Elle est devenue la bête noire des socialistes français, mais elle dispose d'un taux de popularité qui devrait leur donner des complexes. De la gauche de la gauche à la droite de la droite, Angela Merkel incarne désormais la caricature de l'austérité, laquelle n'a toujours pas été mise réellement en pratique de ce côté-ci du Rhin ; le dumping social, que l'on trouve bien plus horrible qu'un taux de chômage à 10,2 % (contre 6,9 % en Allemagne) ; l'égoïsme exportateur germanique, qui a le mauvais goût d'être fondé sur l'excellence ; et l'euro fort, création mitterrandienne aujourd'hui huée. Soit un répertoire irrationnel, qui accompagne l'enfoncement français : comme si on pouvait sortir des faiblesses structurelles et endogènes par un discours politique agressif vis-à-vis de Berlin.

Ce que l'on sait moins, en revanche, c'est combien la situation économique de la France affole les dirigeants allemands, qui se voient tirés vers le fond par l'absence de vraies réformes de compétitivité. Si la France garde une puissance, c'est celle d'entraîner potentiellement toute la zone euro dans son sillage. Les désaccords entre Paris et Berlin ont toujours existé. De même, la divergence économique entre les deux pays repose sur des problèmes structurels ; par exemple, il existe un fossé démographique qui oblige la France, où la natalité est soutenue, à créer davantage d'emplois, tandis que la population active allemande diminue, ce qui permet de se concentrer sur la réduction des déficits. Mais le plus inquiétant provient de l'incompréhension mutuelle qui s'accroît, laquelle relève bel et bien du champ politique.

Or, dans ce domaine, on assiste à de douteuses spéculations de la part du gouvernement français. Les socialistes souhaitent visiblement un changement de majorité en Allemagne, à l'issue des élections législatives du 22 septembre. Leur calcul ne vise pas la chute de Merkel, qu'ils savent au zénith dans les sondages, mais à escompter une nouvelle "Grosse Koalition", grâce à un émiettement de la droite. Dans ce cas de figure, le SPD pourrait entrer dans l'alliance gouvernementale et son candidat à la chancellerie, Peer Steinbrück, se retrouver aux Affaires étrangères, avec le titre de vice-chancelier. De quoi infléchir, enfin, la raideur de celle que les Allemands surnomment "Mutti" ("Maman").

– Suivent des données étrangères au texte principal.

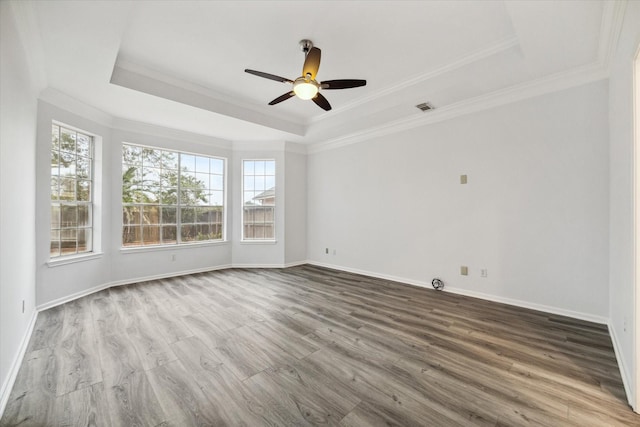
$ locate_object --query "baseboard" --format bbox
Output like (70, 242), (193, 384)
(36, 264), (231, 311)
(231, 260), (308, 268)
(36, 260), (307, 311)
(0, 309), (38, 418)
(607, 322), (640, 412)
(307, 260), (609, 325)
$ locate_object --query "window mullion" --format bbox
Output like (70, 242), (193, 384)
(176, 154), (182, 245)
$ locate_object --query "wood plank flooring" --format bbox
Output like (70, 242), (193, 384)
(0, 265), (640, 427)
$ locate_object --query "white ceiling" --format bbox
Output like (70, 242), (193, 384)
(31, 1), (614, 143)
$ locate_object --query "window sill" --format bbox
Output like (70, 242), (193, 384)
(120, 240), (229, 254)
(240, 239), (278, 245)
(47, 252), (103, 268)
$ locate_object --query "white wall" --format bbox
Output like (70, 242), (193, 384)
(609, 2), (640, 410)
(285, 147), (307, 265)
(307, 81), (609, 323)
(0, 2), (44, 413)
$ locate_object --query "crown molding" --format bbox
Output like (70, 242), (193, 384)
(110, 56), (306, 136)
(307, 36), (519, 126)
(38, 87), (114, 127)
(111, 117), (232, 150)
(307, 62), (608, 154)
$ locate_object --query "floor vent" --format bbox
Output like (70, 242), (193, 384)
(416, 102), (435, 111)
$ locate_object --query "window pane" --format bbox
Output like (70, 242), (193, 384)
(76, 181), (91, 202)
(264, 176), (276, 189)
(78, 228), (92, 253)
(76, 133), (91, 157)
(242, 160), (276, 240)
(49, 230), (60, 257)
(180, 208), (196, 224)
(209, 175), (224, 191)
(78, 205), (91, 227)
(264, 160), (276, 176)
(180, 224), (198, 243)
(60, 205), (78, 228)
(196, 156), (209, 173)
(210, 159), (224, 175)
(195, 173), (209, 189)
(142, 225), (160, 245)
(253, 160), (264, 175)
(122, 225), (142, 246)
(162, 225), (178, 244)
(162, 151), (178, 170)
(122, 144), (225, 245)
(60, 228), (77, 255)
(209, 191), (224, 206)
(180, 154), (196, 172)
(122, 206), (142, 225)
(162, 207), (176, 224)
(122, 145), (142, 165)
(60, 127), (76, 155)
(142, 148), (162, 168)
(51, 205), (60, 230)
(142, 206), (160, 226)
(244, 191), (256, 206)
(58, 151), (76, 176)
(76, 157), (91, 178)
(264, 224), (275, 239)
(51, 124), (60, 152)
(51, 176), (60, 201)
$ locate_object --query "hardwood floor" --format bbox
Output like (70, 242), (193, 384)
(0, 265), (640, 427)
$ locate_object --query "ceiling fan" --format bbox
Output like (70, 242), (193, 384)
(244, 40), (367, 111)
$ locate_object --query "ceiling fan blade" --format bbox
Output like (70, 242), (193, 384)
(302, 47), (320, 80)
(244, 69), (293, 83)
(269, 91), (295, 105)
(320, 79), (367, 89)
(313, 92), (331, 111)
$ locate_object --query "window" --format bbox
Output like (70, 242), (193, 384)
(122, 144), (225, 247)
(242, 160), (276, 240)
(49, 123), (93, 258)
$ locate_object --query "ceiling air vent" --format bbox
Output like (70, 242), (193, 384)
(416, 102), (435, 111)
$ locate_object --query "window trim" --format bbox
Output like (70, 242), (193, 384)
(119, 141), (229, 249)
(240, 157), (278, 245)
(47, 119), (96, 260)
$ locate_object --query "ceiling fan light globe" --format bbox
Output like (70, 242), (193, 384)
(293, 79), (318, 100)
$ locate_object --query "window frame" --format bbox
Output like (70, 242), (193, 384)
(120, 141), (229, 252)
(240, 158), (278, 244)
(48, 120), (95, 265)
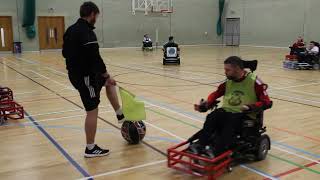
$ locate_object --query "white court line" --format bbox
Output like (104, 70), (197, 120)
(270, 82), (320, 90)
(79, 160), (167, 180)
(14, 91), (39, 95)
(29, 70), (75, 90)
(2, 57), (20, 66)
(270, 92), (320, 104)
(14, 58), (318, 104)
(272, 145), (320, 164)
(46, 67), (68, 76)
(21, 110), (114, 124)
(24, 108), (83, 117)
(144, 121), (187, 141)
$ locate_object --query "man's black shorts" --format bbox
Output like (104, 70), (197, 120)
(69, 73), (106, 111)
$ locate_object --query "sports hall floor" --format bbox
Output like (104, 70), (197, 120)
(0, 46), (320, 180)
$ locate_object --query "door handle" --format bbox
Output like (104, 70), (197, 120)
(0, 28), (6, 47)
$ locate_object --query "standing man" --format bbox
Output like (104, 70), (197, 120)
(62, 2), (124, 157)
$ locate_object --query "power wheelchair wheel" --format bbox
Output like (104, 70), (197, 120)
(255, 134), (270, 161)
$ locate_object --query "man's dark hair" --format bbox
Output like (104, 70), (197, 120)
(224, 56), (244, 69)
(80, 1), (100, 18)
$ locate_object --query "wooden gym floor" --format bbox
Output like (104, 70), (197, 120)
(0, 46), (320, 180)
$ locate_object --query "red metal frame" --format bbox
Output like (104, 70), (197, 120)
(167, 142), (232, 180)
(286, 55), (298, 61)
(0, 101), (24, 119)
(0, 87), (13, 102)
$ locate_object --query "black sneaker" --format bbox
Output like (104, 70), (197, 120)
(117, 114), (125, 124)
(84, 145), (110, 158)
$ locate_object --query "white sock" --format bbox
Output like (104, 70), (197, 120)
(87, 144), (95, 150)
(116, 108), (123, 115)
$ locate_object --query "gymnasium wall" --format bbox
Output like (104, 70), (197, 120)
(227, 0), (320, 47)
(0, 0), (320, 50)
(0, 0), (222, 50)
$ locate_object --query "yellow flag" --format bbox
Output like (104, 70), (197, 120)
(119, 87), (146, 121)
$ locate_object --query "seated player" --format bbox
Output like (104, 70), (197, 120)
(189, 56), (272, 157)
(289, 36), (305, 55)
(162, 36), (180, 58)
(297, 41), (319, 64)
(142, 34), (152, 48)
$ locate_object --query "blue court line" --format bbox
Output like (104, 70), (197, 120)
(25, 112), (92, 179)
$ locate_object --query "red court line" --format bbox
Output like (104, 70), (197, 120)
(264, 160), (320, 180)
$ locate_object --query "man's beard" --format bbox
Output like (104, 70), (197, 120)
(227, 76), (237, 81)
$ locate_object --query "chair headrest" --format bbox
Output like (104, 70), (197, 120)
(243, 60), (258, 72)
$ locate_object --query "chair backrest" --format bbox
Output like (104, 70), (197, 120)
(166, 47), (178, 57)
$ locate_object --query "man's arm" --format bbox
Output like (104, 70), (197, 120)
(80, 31), (107, 74)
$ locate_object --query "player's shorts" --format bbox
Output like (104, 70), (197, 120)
(69, 74), (106, 111)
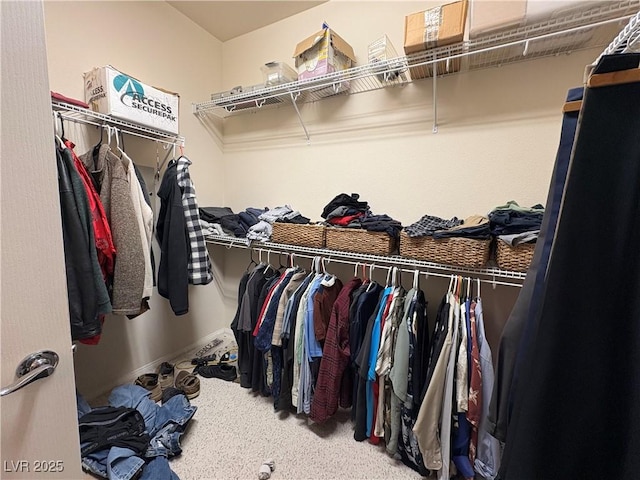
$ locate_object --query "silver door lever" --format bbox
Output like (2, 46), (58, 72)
(0, 350), (59, 397)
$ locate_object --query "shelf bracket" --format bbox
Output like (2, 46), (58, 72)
(289, 92), (311, 142)
(432, 54), (438, 133)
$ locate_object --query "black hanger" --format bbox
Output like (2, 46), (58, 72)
(247, 248), (258, 271)
(91, 125), (104, 162)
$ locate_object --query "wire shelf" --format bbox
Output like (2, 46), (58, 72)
(193, 0), (640, 118)
(206, 235), (527, 287)
(51, 99), (184, 146)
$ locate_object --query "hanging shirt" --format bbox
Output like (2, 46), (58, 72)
(177, 156), (213, 285)
(309, 278), (362, 423)
(474, 297), (501, 480)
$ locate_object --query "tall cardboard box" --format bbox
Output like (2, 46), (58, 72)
(404, 0), (468, 80)
(293, 24), (356, 96)
(84, 65), (180, 135)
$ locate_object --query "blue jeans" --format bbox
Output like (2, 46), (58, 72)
(77, 385), (197, 480)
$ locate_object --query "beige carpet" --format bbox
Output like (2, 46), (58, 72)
(170, 377), (422, 480)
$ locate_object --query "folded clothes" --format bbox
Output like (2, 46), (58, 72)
(404, 215), (462, 237)
(247, 220), (273, 242)
(276, 212), (311, 225)
(433, 215), (491, 240)
(199, 207), (233, 223)
(498, 230), (540, 247)
(258, 205), (293, 223)
(327, 212), (364, 227)
(321, 193), (369, 219)
(360, 214), (402, 238)
(489, 201), (544, 236)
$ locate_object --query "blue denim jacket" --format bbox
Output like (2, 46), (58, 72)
(77, 384), (197, 480)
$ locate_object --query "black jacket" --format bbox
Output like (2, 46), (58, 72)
(56, 149), (102, 340)
(156, 162), (189, 315)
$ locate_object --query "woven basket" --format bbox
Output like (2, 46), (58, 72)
(496, 240), (536, 272)
(271, 222), (326, 248)
(400, 232), (491, 268)
(327, 227), (396, 255)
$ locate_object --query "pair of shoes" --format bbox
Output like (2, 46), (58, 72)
(195, 364), (238, 382)
(158, 362), (174, 390)
(175, 370), (200, 400)
(135, 373), (162, 402)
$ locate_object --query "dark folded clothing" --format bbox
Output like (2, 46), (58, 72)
(321, 193), (369, 219)
(360, 214), (402, 238)
(433, 222), (491, 240)
(78, 407), (151, 457)
(327, 212), (364, 227)
(404, 215), (462, 237)
(489, 210), (544, 236)
(276, 215), (311, 225)
(218, 214), (249, 238)
(199, 207), (234, 223)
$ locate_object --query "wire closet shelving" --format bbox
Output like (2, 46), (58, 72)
(51, 99), (184, 146)
(193, 0), (640, 139)
(206, 235), (526, 287)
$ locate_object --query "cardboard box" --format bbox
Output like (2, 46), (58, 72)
(404, 0), (468, 80)
(260, 62), (298, 87)
(84, 65), (180, 135)
(293, 24), (356, 80)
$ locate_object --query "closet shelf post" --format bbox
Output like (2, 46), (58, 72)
(289, 92), (311, 142)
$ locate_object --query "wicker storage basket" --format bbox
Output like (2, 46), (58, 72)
(496, 240), (536, 272)
(327, 227), (396, 255)
(400, 232), (491, 268)
(271, 222), (326, 248)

Le scénario a prévalu en 2002, avec le vert Joschka Fischer, chargé de l'action extérieure au côté du chancelier Gerhard Schröder ; puis en 2005, avec le SPD Franz-Walter Steinmeier, dans la même fonction, sur le flanc gauche d'Angela Merkel. Mais ce pari ressemble fort à une régression.

Car ce schéma ne fait que souligner combien la France continue de se montrer démunie face à l'Allemagne, et il découle d'un parti pris idéologique - auquel le couple franco-allemand avait su échapper jusqu'ici. D'une part, le monde entier cherche encore à savoir quel est le cap choisi par la France, en dehors de la contestation de l'austérité et de la prolongation d'un modèle social à bout de souffle. D'autre part, pour que Merkel perde pied, il faudra non seulement que la gauche remporte un succès, mais aussi que la droite populiste progresse au détriment de la CDU. Or Steinmeier reste impopulaire et son récent virage à gauche, même s'il ravit le PS, n'y changera rien ; quant au nouveau parti de droite AfD (Alternative für Deutschland), il préconise carrément l'abandon de l'euro et le retour au Deutsche Mark. Enfin, au cas où Steinmeier accéderait au portefeuille des affaires extérieures, les divergences fondamentales demeureraient entre Paris et Berlin, comme on l'a vu au sujet de Chypre, du Mali ou de la Syrie. C'est pourquoi toute la pression exercée par Paris est, paradoxalement, de nature à encourager Angela Merkel à ne rien lâcher.